Putting aside zombie fiction in general, there’s a truly impressive amount of The Walking Dead out there all on its own. On top of the comic now being in its 13th year, there are also two ongoing television shows and multiple games, a couple of which Telltale themselves developed. Right off the bat, The Walking Dead: Michonne faces the uphill task of finding a new avenue to take, some new part of the world and its characters to explore. And in most ways it manages to succeed.

In the case of just about anyone that has read or watched The Walking Dead, saying Michonne is a fan favorite just doesn’t quite sum it up. She’s mysterious, strong, uses a katana of all things, and just about reeks of awesome. Put simply, it’s not hard to see why Telltale would be on board for devoting an entire 3-episode miniseries to her. And it’s in her personal psychology that the first episode, “In Too Deep,” finds its most interesting beats.

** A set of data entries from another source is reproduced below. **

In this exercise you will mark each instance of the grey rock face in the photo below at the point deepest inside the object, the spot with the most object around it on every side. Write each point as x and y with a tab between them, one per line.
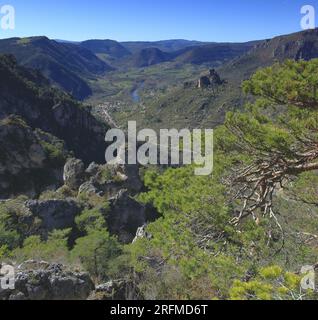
126	216
46	281
142	233
112	290
73	176
54	214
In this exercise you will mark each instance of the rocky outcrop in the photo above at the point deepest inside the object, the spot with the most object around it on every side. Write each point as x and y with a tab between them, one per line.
73	176
50	110
142	233
126	216
54	214
43	281
115	290
212	79
30	160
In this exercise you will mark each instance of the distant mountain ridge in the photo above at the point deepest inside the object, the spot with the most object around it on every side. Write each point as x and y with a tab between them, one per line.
192	107
65	64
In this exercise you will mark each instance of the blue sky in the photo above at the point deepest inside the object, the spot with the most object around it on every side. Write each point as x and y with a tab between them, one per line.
206	20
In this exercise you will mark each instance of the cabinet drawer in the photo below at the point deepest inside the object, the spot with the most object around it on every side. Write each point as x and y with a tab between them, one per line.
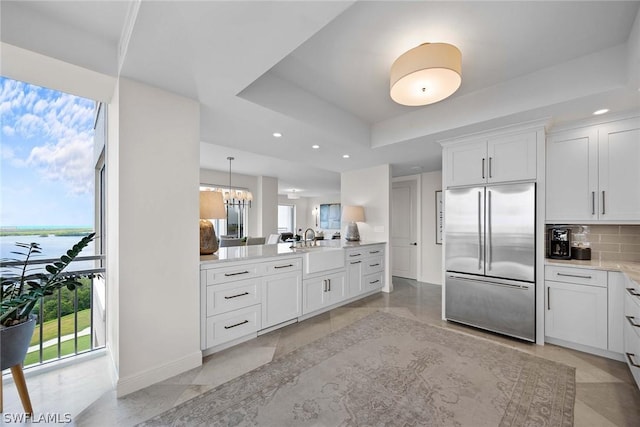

Drawing exclusively from the comics, a fact that might leave fans of the show scratching their heads for a minute, The Walking Dead: Michonne is set in between issues 126 and 139, during a time that Michonne leaves Rick and the other survivors and joins a sailing crew. While knowing exactly when the series takes place isn’t important for the story on hand, the setting alone is more than interesting enough to provide an additional hook for fans of the comic.

For everyone else however, the only important information is presented right up front: Michonne is alone in the zombie apocalypse, and as would be the case for just about anyone, she’s not doing well. After an exceptionally well done opening sequence, any player, whether knowing the character before hand or not, is caught up to the pain and isolation that makes Michonne so interesting.

Overall, Telltale’s narrative adventure formula is unchanged, complete with dialogue choices, QTEs, tough decisions, and gaining and losing the trust of a cast of characters around you. It’s all pretty straight forward. Taking roughly an hour and a half, “In Too Deep” sees Michonne join the crew of the sailboat. While looking for another group the crew has traded with in the past, their ship is damaged and they have to scrounge nearby wrecks for parts. From there, they run into the true horrors of The Walking Dead: other people.

The story itself does its job of setting up an interesting situation and introducing potentially intriguing characters, but there’s nothing in particular that sets it apart from what fans would expect, at least not yet. Honestly, the story doesn’t spend enough time with anyone other than the most central of characters to let you get to know or really connect with them. How these side characters are handled in the remaining two episodes will be the deciding factor in whether their introductions were glossed over or not. But, as of now, it doesn’t detract from the narrative too much.

As I said before, the real draw of The Walking Dead: Michonne is the look at the dark psychology of one of the series’ most interesting characters. While more could have been done to really dive into the complex mix of strength and vulnerability, brutality and compassion, that Michonne is loved for, “In Too Deep” does enough to keep me interested in where the next horrifying turn will come from next.


In many ways, the first episode set things up and ended before anything more could come of it. As a premiere, it did its job, and did it well. But the truth is, the miniseries as a whole could still easily stagnate if it doesn’t push further than the boundaries introduced in its first episode.

This untapped potential, especially when combined with what’s now Telltale’s signature clunky engine and load screens, keeps The Walking Dead: Michonne from nailing the ecstatic highs the likes of those seen in Tales from the Borderlands. That said, with strong initial character work, an interesting setting unlike what we’ve seen before, and plenty of conflicts set up for the next episode, “In Too Deep” is worth picking up. It’s a solid opening to what has the potential to be a refreshingly unique miniseries.